Pensé por un instante en el taxista. Sería probablemente, me dije, la única vez que lo vería. Al igual que a tantas otras personas que se topan con nuestro estrecho camino una vez para luego desaparecer. Por qué entonces, pensé, no puede ser así con la molesta vocecilla fantasma que ha decidido atormentarme precisamente a mí. Luego seguí concentrado en cada rincón, cada persona y cada movimiento, hasta llegar a mi oficina.

No tuve tiempo de saludar a nadie por miedo a descuidarme de nuevo. Me encargue de acomodar todo en su lugar, verifiqué hasta el último detalle y pedí a mi secretaria que no me pasara una sola llamada. A ver quién ríe ahora, pensé.

Cayó la noche y yo seguía en estado de alerta. Regresé a casa, aún cuidando cada detalle y sin desvestirme o prepararme, me fui directo a la cama, esperando ansioso a la llegada de aquella molesta risita. Nada.
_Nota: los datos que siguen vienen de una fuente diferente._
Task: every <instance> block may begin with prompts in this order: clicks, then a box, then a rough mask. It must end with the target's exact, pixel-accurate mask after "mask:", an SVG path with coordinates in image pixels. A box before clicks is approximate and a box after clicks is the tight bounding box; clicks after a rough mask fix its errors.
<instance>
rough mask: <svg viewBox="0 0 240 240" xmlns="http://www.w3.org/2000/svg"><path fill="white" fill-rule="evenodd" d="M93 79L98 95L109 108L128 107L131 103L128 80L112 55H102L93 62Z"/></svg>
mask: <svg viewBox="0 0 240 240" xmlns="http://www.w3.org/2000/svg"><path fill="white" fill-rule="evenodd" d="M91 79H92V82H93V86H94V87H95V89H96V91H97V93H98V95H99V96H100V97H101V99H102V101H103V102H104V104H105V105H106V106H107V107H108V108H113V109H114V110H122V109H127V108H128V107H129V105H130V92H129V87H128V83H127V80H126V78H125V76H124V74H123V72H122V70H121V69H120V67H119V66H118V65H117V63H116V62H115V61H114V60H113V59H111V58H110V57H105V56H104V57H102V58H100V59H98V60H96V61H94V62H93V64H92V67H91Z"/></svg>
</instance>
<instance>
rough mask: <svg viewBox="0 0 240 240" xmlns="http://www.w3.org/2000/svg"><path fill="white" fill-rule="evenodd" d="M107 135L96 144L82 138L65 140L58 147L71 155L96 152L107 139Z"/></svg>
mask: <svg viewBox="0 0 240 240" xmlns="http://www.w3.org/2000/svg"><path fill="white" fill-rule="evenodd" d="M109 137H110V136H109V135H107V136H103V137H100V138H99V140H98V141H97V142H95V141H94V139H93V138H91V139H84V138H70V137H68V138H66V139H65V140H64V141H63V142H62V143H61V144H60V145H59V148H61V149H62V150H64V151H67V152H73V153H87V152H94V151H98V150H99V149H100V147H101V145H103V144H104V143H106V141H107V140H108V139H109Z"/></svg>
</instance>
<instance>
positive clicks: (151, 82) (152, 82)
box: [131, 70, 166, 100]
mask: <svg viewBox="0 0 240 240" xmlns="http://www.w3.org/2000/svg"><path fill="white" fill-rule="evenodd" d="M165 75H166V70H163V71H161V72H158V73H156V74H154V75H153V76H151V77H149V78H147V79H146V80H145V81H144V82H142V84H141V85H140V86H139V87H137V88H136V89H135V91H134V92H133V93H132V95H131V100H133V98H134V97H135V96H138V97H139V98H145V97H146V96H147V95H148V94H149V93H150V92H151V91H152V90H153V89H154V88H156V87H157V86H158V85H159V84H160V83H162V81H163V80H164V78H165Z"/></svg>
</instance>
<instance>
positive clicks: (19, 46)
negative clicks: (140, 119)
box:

Como suele hacerlo, la luz del siguiente día llegó y yo, temeroso de romper mi rutina, me metí en la ducha como usualmente suelo hacer, excepto que esta vez tenía mis cinco sentidos agudizados.

Los días pasaban y las noches caían, y aquella risita no se había dignado a aparecer. Me decidí a olvidarla. No lo logré.

Me encerré en un mundo donde solo yo existía, yo y esa risita, esa molesta risita que de entre tantas personas había decidido molestarme precisamente a mí. Un mundo donde cada cosa que se movía a mí alrededor, cada segundo que corría y cada paso que daba se relacionaba constantemente con esa risita. El aire que respiraba. No pasaba un momento sin que en mi mente existiera esa risita, no podía deshacerme de ella. Pero no estaba. Entonces me di cuenta. Esa repulsiva risita no estaba conmigo, no me asechaba. Era yo quien la había hecho vivir dentro de mí, sumergirse por mis poros y adherirse a mi piel.

Y era frustración el no tenerla y no sentirla. Y recordé los momentos en que fue real, momentos que casi puedo escuchar, ver y sentir esas chispas correr a través de mi columna y erizarme el cuerpo. Descubrí que en cierta forma la extrañaba. Luego dejé de aborrecerla para comenzar a desearla. Quería escucharla, tenerla conmigo y no dejarla ir. Dejar de vivir en la duda y el suspenso. Quería poseerla, y así no tener que esperar cada segundo para comprobarme a mí mismo que era real.

Pero definitivamente no quería olvidarla. Disfruto mi rutina, la sensación de poder al controlar lo que pasa es mi éxtasis. Y entonces aquella vocecita era parte de mi rutina, la parte que no podía controlar y me desquiciaba.

Me convencí a mi mismo de que en realidad sí tenía el control. Yo decidía cuando escuchar la risita, porque la tenía controlada en mi desquiciada cabeza por siempre.

Esa noche sonó el teléfono, yo decidí no responder. El último timbre sonó, luego el silencio inundó la habitación y aturdió mis oídos. De mi boca salió una suave risita, tan callada que era casi un susurro. Una risita que de entre tantas personas había decidido atormentarme, precisamente a mí.